— Mój drogi, ja pilnowałem dochodu, i miałem za zasadę brać z majątku, a nie dawać, bo to potwór, co oddawać nie zwykł. Teraz inne teorye. Wkłady, wkłady, kontrole, dozór! No, no, rezultat pokaże, czyj system był lepszy.

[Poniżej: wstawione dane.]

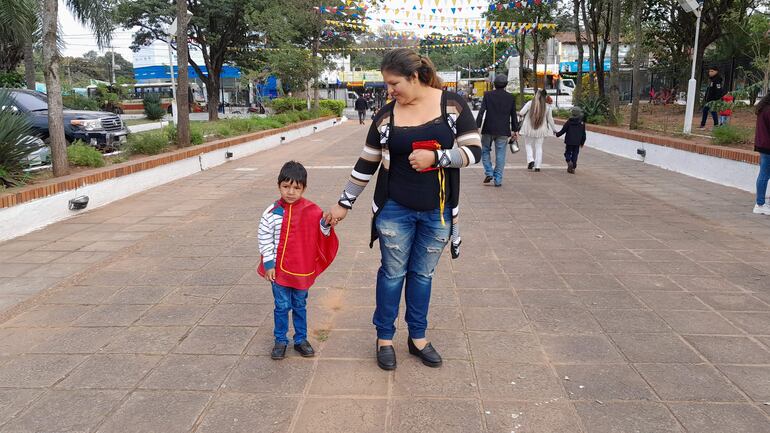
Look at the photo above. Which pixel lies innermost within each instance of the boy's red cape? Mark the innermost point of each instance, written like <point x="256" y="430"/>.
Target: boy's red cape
<point x="303" y="251"/>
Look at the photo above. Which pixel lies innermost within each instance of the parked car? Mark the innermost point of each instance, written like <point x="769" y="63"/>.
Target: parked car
<point x="105" y="131"/>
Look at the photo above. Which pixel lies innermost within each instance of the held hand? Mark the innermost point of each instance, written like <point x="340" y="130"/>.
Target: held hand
<point x="421" y="159"/>
<point x="335" y="215"/>
<point x="270" y="275"/>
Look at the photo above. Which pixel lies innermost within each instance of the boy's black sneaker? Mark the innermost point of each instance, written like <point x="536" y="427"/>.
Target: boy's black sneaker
<point x="305" y="349"/>
<point x="279" y="351"/>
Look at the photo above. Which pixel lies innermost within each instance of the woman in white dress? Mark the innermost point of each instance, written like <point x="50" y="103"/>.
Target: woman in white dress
<point x="537" y="124"/>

— Gdybyśmy teraz postępowali według pana recepty, tobyśmy powinni chyba iść grabić na gościńcu, bo po pana gospodarce w Sokołowie nie było już co brać.
— To kłamstwo! Zostawiłem wam kopalnię złota, a żeście głupcy i utopiści, to nie moja wina. Zresztą, jeśli jest tak źle, pocóż trzymacie taki majątek: sprzedajcie!
— Nie sprzedaje się tego, co się kocha! — ostro odparł Szymon.
— Otóż i wasza logika! Nie żądajcie téż od miłości procentów. Niechże wam wystarczy ideał. Kochajcież złodziejów, rabusiów, podatki, nieurodzaje, klęski, boć to wszystko akcesorya kochanego Sokołowa. A ja wam powiadam, że póki będziecie kochali ziemię, póty nie potraficie z niéj korzystać.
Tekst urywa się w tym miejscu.